According to the 2018 Curriculum Guidelines for 12-Year Basic Education in Mathematics for Vocational Senior High Schools in Taiwan, the educational objectives are broad and dynamic, focusing on developing students' mathematical competence and proficiency, enhancing their ability to use tools and technology effectively, and fostering robust problem-solving skills. This modern approach in vocational senior high school mathematics education is not limited to just understanding mathematical concepts and applying mathematical skills. It progressively moves towards equipping students with the ability to solve real-world and occupational problems. This is achieved by cultivating a deep and flexible understanding of mathematical principles and encouraging the adept application of mathematical tools. The curriculum is designed to bridge theoretical knowledge with practical application, aiming to prepare students for the diverse challenges they might encounter in their professional careers and everyday life, thereby making mathematics education more relevant, engaging, and applicable to various contexts.

Textbook is a necessary element in the implementation of curriculum reform, and its content symbolize the transformation of goals of the idealistic curriculum. The 12-Year Basic Education embodies a paradigm shift in teaching and learning of mathematics, from knowledge-centered learning to cultivating problem-solving in different contexts. The development of student's mathematics learning is not recommended to repeatedly practice similar problems (Gu, Huang, & Marton, 2004), but rather, the number of problems in different contexts should be increased to diversify the content of textbooks, thereby creating and shaping a learning environment conducive to higher-level understanding (Van del Heuvel-Paanhuizen, 1996). In different contexts, it is possible to stimulate and inspire student's flexible problem-solving strategies. There is a positive relationship between providing learning opportunities in diverse mathematical contexts and the academic achievement of students. How do textbooks demonstrate that offering a suitable learning environment to develop diverse problem-solving strategies is a one of the crucial components of curriculum reform. Therefore, it is necessary to explore and understand which contexts of questions are provided by textbooks to facilitate the development of students' problem-solving strategies.

The research, referring to PISA 2022 Mathematics Framework as theoretical foundation and analytical framework, explores the question types and characteristics of mathematics textbooks in vocational senior high school through content analysis. Question is the fundamental unit of composition in mathematics textbooks (Stein, Remillard, & Smith, 2007). The contexts involved in these questions were categorized into personal, social, occupational, scientific, and mathematical. We conducted a detailed categorization, comparison, and analysis of the questions found in 10 different versions of mathematics textbooks in vocational senior high school, systematically examining the content and structure of these educational materials to gain a comprehensive understanding of their approach and emphasis in teaching mathematics.

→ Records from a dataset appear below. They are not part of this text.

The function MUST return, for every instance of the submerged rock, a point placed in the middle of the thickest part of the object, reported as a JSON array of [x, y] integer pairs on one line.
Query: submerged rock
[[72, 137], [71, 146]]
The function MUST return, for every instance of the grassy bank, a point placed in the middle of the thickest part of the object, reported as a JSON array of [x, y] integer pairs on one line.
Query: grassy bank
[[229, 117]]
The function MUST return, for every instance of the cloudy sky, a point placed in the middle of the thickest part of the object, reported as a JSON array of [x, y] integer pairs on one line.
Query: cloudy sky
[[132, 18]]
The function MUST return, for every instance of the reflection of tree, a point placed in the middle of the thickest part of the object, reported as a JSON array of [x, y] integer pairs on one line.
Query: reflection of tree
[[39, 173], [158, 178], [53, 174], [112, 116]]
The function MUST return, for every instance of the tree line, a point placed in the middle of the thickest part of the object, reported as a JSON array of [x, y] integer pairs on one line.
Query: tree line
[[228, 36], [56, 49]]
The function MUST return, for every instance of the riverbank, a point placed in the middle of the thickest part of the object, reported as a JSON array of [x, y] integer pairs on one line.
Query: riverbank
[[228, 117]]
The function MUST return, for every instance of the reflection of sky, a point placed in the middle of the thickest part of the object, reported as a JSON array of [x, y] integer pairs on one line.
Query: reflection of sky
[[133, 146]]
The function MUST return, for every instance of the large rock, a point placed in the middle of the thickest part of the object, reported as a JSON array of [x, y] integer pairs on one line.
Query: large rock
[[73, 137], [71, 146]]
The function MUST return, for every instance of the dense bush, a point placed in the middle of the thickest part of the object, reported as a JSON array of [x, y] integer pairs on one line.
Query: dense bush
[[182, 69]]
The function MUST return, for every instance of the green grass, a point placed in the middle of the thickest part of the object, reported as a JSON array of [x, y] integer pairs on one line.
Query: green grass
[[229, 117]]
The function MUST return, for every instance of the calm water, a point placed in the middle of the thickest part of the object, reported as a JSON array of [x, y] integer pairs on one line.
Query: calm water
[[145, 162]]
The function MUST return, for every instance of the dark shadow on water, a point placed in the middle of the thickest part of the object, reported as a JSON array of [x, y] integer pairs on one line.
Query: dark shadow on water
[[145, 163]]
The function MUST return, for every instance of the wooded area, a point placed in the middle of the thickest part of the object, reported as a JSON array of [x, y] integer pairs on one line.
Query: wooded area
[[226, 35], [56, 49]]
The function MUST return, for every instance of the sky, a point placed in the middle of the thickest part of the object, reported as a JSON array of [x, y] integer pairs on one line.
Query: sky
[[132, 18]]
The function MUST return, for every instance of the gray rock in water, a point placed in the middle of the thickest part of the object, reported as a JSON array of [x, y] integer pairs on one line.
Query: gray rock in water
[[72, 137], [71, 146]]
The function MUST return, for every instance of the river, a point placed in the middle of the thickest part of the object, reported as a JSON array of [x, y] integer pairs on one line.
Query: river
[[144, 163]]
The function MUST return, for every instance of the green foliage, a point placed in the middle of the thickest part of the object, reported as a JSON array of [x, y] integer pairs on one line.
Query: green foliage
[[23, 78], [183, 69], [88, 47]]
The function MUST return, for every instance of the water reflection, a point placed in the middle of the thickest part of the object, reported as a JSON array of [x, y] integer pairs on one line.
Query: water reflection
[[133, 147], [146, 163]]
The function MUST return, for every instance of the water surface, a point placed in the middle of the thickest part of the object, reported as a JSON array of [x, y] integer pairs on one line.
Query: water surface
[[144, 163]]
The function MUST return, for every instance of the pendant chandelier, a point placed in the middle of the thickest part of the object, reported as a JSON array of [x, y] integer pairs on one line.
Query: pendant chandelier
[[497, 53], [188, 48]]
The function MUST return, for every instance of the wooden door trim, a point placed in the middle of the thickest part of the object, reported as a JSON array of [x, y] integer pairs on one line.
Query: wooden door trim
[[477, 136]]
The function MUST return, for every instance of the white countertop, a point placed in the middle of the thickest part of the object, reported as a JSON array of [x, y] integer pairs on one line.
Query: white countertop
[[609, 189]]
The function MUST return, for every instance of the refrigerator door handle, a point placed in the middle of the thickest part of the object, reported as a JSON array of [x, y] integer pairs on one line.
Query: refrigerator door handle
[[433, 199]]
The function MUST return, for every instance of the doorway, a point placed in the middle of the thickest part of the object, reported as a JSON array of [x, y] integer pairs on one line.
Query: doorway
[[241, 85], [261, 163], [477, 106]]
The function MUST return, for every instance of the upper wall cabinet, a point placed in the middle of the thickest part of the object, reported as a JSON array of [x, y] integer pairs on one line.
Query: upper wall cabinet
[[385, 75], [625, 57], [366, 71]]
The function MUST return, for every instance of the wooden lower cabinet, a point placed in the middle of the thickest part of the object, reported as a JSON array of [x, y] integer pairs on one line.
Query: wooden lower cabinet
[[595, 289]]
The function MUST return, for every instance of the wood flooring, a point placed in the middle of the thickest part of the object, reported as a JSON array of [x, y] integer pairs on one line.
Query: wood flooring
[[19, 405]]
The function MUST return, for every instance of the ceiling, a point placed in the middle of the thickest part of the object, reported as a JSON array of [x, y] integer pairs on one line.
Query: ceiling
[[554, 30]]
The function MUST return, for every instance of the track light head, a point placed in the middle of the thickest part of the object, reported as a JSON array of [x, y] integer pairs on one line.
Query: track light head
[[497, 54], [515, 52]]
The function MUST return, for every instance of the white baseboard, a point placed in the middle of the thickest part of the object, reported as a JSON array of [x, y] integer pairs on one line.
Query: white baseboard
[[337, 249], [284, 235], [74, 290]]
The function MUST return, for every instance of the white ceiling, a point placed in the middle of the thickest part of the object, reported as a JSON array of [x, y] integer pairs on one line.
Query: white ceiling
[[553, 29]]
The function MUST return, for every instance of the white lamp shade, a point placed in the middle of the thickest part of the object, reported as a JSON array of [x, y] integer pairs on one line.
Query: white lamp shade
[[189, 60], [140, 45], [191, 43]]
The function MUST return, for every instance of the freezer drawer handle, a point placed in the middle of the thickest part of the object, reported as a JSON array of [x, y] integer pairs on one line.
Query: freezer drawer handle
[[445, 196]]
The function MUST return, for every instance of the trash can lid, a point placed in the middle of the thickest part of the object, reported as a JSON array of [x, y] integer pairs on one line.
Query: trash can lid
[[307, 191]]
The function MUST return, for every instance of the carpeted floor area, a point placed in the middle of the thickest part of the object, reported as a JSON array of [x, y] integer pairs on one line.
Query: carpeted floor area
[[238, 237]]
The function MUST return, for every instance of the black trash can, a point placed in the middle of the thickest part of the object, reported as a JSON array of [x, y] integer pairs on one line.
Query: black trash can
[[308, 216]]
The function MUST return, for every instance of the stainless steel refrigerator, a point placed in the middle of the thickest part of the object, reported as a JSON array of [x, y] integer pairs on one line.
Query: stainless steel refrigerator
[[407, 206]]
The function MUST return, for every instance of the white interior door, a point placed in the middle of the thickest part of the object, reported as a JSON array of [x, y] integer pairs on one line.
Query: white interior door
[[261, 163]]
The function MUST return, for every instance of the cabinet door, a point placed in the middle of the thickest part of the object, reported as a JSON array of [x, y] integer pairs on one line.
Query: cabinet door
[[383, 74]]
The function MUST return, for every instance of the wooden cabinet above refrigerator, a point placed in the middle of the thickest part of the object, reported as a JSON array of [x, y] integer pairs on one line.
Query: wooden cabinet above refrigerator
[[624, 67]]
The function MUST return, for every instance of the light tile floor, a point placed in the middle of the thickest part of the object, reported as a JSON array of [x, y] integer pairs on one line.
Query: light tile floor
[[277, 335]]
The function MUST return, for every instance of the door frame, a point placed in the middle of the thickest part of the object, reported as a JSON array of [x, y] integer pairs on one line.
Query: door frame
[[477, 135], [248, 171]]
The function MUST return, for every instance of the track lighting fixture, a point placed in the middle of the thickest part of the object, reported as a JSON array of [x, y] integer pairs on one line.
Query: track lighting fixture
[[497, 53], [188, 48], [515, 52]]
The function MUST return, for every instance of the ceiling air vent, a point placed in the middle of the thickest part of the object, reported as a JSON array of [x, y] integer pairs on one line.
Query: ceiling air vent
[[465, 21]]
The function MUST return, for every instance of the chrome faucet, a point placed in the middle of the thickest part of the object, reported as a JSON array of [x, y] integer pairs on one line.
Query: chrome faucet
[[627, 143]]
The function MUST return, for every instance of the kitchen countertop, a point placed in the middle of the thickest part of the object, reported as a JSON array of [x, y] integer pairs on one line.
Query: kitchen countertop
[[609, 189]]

This research revealed three major findings. At first, in all the versions of the mathematics textbooks analyzed, an overwhelming majority, exceeding 89%, of the questions presented are deeply rooted in a mathematical context. This finding underscores a consistent and significant focus on mathematical scenarios and problem-solving within the framework of these textbooks, highlighting their dedication to emphasizing mathematical concepts and applications. The second observation is that, in nine of the textbook versions, the questions related to personal contexts ranked second in terms of frequency. In just one version of the textbook, the questions involving scientific contexts outnumbered those related to personal situations. The third finding is that in each version of the textbooks, questions related to personal, occupational, and scientific contexts are extremely scarce, with the vast majority of these questions accounting for less than 1% of the total. Moreover, there is one version of the textbook that completely lacks any questions pertaining to occupational contexts. Therefore, we suggest that textbooks should offer questions in a variety of contexts, enabling students to use mathematics to solve problems and enhance their flexible and diverse problem-solving strategies.

Gu, L., Huang, R., & Marton, F. (2004). Teaching with Variation: An effective way of mathematics teaching in China. In L. Fan, N. Y. Wong, J. Cai, & S. Li (Eds.), How Chinese learn mathematics: Perspectives from insiders (pp. 309-345). Singapore: World Scientific.

Ministry of Education. (2018). Curriculum guidelines of 12-year basic education: Language Arts-Mandarin. Taipei, Taiwan: Author.

Organization for Economic Co-operation and Development. (2023). PISA 2022 Mathematics Framework: assessment and analytical framework. Author. https://www.oecd-ilibrary.org/docserver/7ea9ee19-en.pdf?expires=1704117927&id=id&accname=guest&checksum=EDB9563E155337C0F060D951B1127BB8

Stein, M. K., Remillard, J., & Smith, M. S. (2007). How curriculum influences student learning. In F. Lester Jr. (Ed.), Second handbook of research on mathematics teaching and learning (pp. 319-369). Greenwich, CT: Information Age.

Van del Heuvel-Paanhuizen, M. (1996). Assessment and realistic mathematics. Utrecht, The Netherlands: Freudenthal Institute, University of Utrecht.